I have, these last few months, been documenting the current state of geopolitics — specifically the growing isolation of the West, the ditching of the dollar as the global reserve currency, the growing unity between the authoritarian Eurasian nations, and the brewing storm in the middle east between Israel and Iran.
Now another piece of the puzzle falls into place.
Pakistan yesterday warned Britain to help stop the American “Drone Wars” that are slaughtering hundreds of its innocent civilians.
The nuclear power chillingly declared it “has the means” to retaliate unless the carnage ceases.
Pakistan’s High Commissioner to Britain Wajid Shamsul Hasan told The Sun in an exclusive interview that his country’s relations with America are at their lowest ebb.
He said: “Patience is definitely reaching exhaustion levels.” Mr Hasan said Pakistan backs the War on Terror waged by Britain and the US.
But he urged PM David Cameron to condemn US drone attacks on al-Qaeda and Taliban training camps in the north west of his country — dubbing them as “war crimes” and “little more than state executions”.
Tough-talking Mr Hasan also declared Pakistan would have no choice but to support Iran if “aggressive” Israel attacks it
This isn’t a joke. This isn’t “just rhetoric”. This is Eurasia uniting to keep America out, to trample American and Israeli interests, and to dominate geopolitics. Let me be clear: this is the systemic and complete failure of 40 years of American foreign and domestic policy.
From Zbigniew Brzezinski’s Grand Chessboard (pp. 31):
[H]ow America manages Eurasia is critical. A power that dominates Eurasia would control two of the world’s three most advanced and economically productive regions. A mere glance at the map also suggests that control over Eurasia would almost automatically entail Africa’s subordination, rendering the Western Hemisphere and Oceania (Australia) geopolitically peripheral to the world’s central continent. About 75 per cent of the world’s people live in Eurasia, and most of the world’s physical wealth is there as well, both in its enterprises and underneath its soil. Eurasia accounts for about three-fourths of the world’s known energy resources.

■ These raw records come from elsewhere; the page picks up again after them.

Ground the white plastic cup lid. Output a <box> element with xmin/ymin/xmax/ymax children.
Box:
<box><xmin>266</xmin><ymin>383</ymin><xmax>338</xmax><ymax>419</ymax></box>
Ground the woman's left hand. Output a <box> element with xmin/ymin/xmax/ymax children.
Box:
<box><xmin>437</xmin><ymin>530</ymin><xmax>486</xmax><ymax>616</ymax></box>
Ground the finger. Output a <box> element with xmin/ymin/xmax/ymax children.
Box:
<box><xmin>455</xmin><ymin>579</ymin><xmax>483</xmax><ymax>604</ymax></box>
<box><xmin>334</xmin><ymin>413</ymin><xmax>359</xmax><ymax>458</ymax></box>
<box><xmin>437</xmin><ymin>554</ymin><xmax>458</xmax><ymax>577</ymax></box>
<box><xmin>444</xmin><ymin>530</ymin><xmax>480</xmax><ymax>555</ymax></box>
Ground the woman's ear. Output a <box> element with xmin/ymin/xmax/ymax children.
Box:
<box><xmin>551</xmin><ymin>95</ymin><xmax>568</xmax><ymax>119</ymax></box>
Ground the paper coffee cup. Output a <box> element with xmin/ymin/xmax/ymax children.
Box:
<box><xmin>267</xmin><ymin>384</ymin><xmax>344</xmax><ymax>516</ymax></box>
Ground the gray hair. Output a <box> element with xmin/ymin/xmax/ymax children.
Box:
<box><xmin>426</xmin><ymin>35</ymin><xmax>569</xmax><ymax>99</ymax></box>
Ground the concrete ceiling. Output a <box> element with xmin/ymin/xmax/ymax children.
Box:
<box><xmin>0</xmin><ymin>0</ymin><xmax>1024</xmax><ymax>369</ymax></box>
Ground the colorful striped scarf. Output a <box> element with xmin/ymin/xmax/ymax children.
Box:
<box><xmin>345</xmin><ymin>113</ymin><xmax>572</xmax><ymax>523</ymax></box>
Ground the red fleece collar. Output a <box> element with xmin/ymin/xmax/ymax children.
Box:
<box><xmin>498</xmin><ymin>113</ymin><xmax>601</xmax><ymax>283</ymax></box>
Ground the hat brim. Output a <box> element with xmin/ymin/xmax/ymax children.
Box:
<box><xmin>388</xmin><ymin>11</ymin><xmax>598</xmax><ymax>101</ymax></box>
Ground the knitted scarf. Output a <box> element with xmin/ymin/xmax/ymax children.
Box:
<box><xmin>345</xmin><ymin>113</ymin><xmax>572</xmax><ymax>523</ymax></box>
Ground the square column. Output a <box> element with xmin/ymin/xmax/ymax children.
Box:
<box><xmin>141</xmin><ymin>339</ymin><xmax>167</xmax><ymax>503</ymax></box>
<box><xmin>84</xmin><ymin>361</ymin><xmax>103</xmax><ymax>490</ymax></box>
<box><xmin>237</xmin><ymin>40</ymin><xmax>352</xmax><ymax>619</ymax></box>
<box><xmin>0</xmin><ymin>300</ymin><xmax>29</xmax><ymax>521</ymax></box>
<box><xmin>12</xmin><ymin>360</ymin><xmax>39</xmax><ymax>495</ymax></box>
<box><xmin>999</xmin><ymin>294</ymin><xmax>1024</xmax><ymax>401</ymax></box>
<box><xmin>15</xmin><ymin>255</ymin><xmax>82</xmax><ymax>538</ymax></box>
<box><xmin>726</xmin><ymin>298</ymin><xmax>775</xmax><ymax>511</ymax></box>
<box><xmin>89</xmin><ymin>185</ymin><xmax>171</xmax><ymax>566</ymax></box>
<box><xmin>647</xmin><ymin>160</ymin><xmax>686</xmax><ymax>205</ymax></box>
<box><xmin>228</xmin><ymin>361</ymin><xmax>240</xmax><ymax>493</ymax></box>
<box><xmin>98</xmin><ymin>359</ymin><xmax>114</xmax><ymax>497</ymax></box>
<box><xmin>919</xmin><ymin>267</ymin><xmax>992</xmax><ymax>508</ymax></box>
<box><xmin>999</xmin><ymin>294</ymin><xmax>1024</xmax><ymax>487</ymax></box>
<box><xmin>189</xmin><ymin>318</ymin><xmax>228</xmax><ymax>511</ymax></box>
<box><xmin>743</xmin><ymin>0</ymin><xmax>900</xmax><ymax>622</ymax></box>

With Eurasia uniting around Russia and China (exemplified by their joint veto on Syria) it seems like America — stripped by globalisation of her productive base, and thus dependent on Eurasian resources and manufacturing — is about to lose the colossal free lunch she has enjoyed since the 1970s. And American aggression to impose its will on the Eurasian powers is becoming less and less viable. America is not only deeply in debt to her enemies, but would find herself gravely injured by any future trade war.
Of course, there is a path forward for America. But it is not the path desired by the current administration:
A sensible American plan going forward would recognise [these issues], and would be developing the means and the infrastructure to end America’s free lunch — specifically, through redeveloping American manufacturing capacity and supply chains, and scaling back America’s role as global policeman. Unfortunately, I see no such thing from government, and very little from private industry. America is clinging onto the old foreign policy doctrines — that if America is powerful enough, and if it can retain its role as global hegemon and world policeman, then it will always be free to consume a chunk of the rest of the world’s production and resources, because its currency will forever be the global reserve. But that simply isn’t true — Russia and China have already ditched the dollar for bilateral trade.
But this is bigger than just the implications for America. We are moving into a new era; a new world order, a multi-polar (bipolar? tripolar? apolar?) world.
What will this mean for the rest of the world and all her citizens? I have very little clue — but hopefully not world war, or trade war, or proxy war. Hopefully America will gracefully accept the end of American hegemony. Hopefully the new powers will be gracious and fair toward the old ones. Hopefully the new world will be friendlier to liberty, friendlier to freedom.
But given that the new bloc’s powers all exude authoritarian rhetoric, I doubt it.
Most concerningly, regular readers will be aware that Pakistan are the second Eurasian power to pledge military support to Iran in the case of an Israeli attack. These nations know the score: the last hope for American imperial hegemony is to bring the Arab Spring to Moscow, Beijing, Tehran, and Islamabad.